Si a ello le agregamos la débil recaudación, la poca transparencia fiscal, la corrupción, la falta de controles en el sistema financiero y la ausencia de políticas regionales e integrales, la mesa está servida para que los carteles sigan adueñándose de poblaciones enteras cada vez más al sur de México.

El corredor de la droga va de Colombia a México, y en medio estamos nosotros. Cada vez más, Centroamérica ha ido convirtiéndose en parque de lavado, en mercado de consumo, en “estaciones de servicio”, en bodega, en zona de reclutamiento y en plaza de los grandes cárteles mexicanos.

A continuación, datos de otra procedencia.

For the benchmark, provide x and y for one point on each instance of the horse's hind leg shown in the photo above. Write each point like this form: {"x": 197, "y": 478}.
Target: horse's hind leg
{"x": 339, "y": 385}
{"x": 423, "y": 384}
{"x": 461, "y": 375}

Estados Unidos, principal consumidor de drogas e impulsor de los planes de combate al narcotráfico en México y Colombia, ha relegado su participación a aportar dinero a estos dos países, y mantiene una lista negra de países grandes productores o de tráfico de drogas en la cual se encuentran todos los países centroamericanos con excepción de El Salvador y Belice. . En esa lista nunca se incluyen ellos mismos, a pesar de que su territorio es probablemente el mayor del mundo en consumo, y por tanto en tráfico, de drogas; ni explican por qué si su determinación para combatir el narcotráfico es tan grande sus ciudadanos siguen consumiendo tantas drogas sin control, y sin sangre en sus calles y sin capturas de grandes capos; y por qué su sistema financiero sigue siendo uno de los principales lavadores de dinero de las mafias. 

Aquí, los gobiernos centroamericanos intentan, aislados y con los pocos recursos de que disponen, combatir contra una fuerza que le supera en todos los sentidos, y no han sido capaces de articular una estrategia conjunta, regional, para enfrentar el problema.

El principal obstáculo es, acaso, la desconfianza entre los actores de seguridad pública (los policías salvadoreños desconfían de los guatemaltecos y de los hondureños, y viceversa), y recientes experiencias sustentan esa desconfianza. Pero es necesario comenzar urgentemente a establecer espacios de diálogo y ejercicios de confianza. La estrategia antidrogas concertada por los coordinadores antidrogas de todos los países del istmo es un muy buen paso en esta dirección, pero la magnitud del problema requiere mucha más interacción, mucha más creatividad, muchos más recursos y mucho más Estado.

El crimen organizado tiene hoy a México pasando sus momentos más difíciles en un siglo, y ha erosionado por completo la institucionalidad y el Estado en Guatemala. El Salvador no podrá detener esta amenaza solo. Ahora, más que nunca, es necesario que todos aporten los recursos que les corresponden, y que juntos, México y los países de Centroamérica, acuerden una estrategia para exigir a Estados Unidos que asuma su enorme corresponsabilidad en este problema, lo cual no está haciendo.

Los gobiernos de toda la región necesitan además incrementar su recaudación y sus sistemas de contraloría y transparencia, establecer controles severos en el sistema financiero y diseñar mejores políticas de redistribución del ingreso. En otras palabras, mucho más Estado, para combatir al narco.

El reciente informe de PNUD sobre el Estado de la democracia en América Latina advierte ya que es urgente una reforma a las fuerzas policiales para separar a sus miembros corruptos e ineficaces, así como en el sistema judicial. Hay que dotar de más recursos a las autoridades de seguridad pública y de mejor tecnología, pero hay también que avanzar en la organización comunitaria y el rescate del tejido social.

Pero esto, que hay que hacerlo ya, sea probablemente insuficiente. No es contradictorio ni desatinado ir pensando con más pragmatismo que nacionalismo en nuevas figuras, como la CICIG de Guatemala, que nos permitan avanzar en el combate al crimen organizado.